Thanks for the informative post, and I do agree with it except for 
specifically the Random() function.

Random() is not a function you use when you expect reproducible results. 
The very nature of the word suggests the opposite.

Further to this, among other posts there seem to be some confusion about 
the purpose of aliasing - especially since people think in programming 
terms. An alias isn't a variable or an array, it doesn't magically hold 
a state - it simply is a nick-name for a function.

This statement:
   SELECT Random() AS rr ORDER BY rr

cannot ever be functionally different to:
   SELECT Random() ORDER BY Random()

To use programming terms: rr is not a variable - it does not "hold" a 
value for the Random() function, it simply is a alphanumeric "pointer" 
to the the Random() function (in this case).
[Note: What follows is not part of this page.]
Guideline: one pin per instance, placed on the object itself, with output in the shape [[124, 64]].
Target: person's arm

I wouldn't go so far as to call the behavior in Postgres a "bug" but 
just an implementation detail - I mean the values do end up being 
random, do they not? They just chose to make the sorting possible by 
keeping the state information - a good thing since it produces what most 
people (especially programmers) seem to expect, but in no way (I think) 
an absolute adherence to a standard.

By James' standard, the Query:
SELECT Random() FROM t;  -- imagine table t hold 10 tuples

Should provide:
Random()
--------------
76398763987097830
76398763987097830
76398763987097830
76398763987097830
76398763987097830
76398763987097830
76398763987097830
76398763987097830
76398763987097830
76398763987097830

And I happen to agree if we do apply strict relational theory. The thing 
is though, when people invoke the Random() function, they really do not 
wish to see the above (as opposed to when the reference the Now() or 
similar functions, the above would be exactly what they wish to see). So 
SQLite, like PostGres, offer an alternate implementation detail in this 
regard.

The debate on whether either is absolutely "right" or "wrong" is just a 
silly one.  Postgres has the luxury of not being "Lite" nor needing to 
run on a phone, so the added code and memory to deal with saving a state 
of randomness for an entire result-set is not really problematic in 
Postgres, and not really in the design goals of SQLite.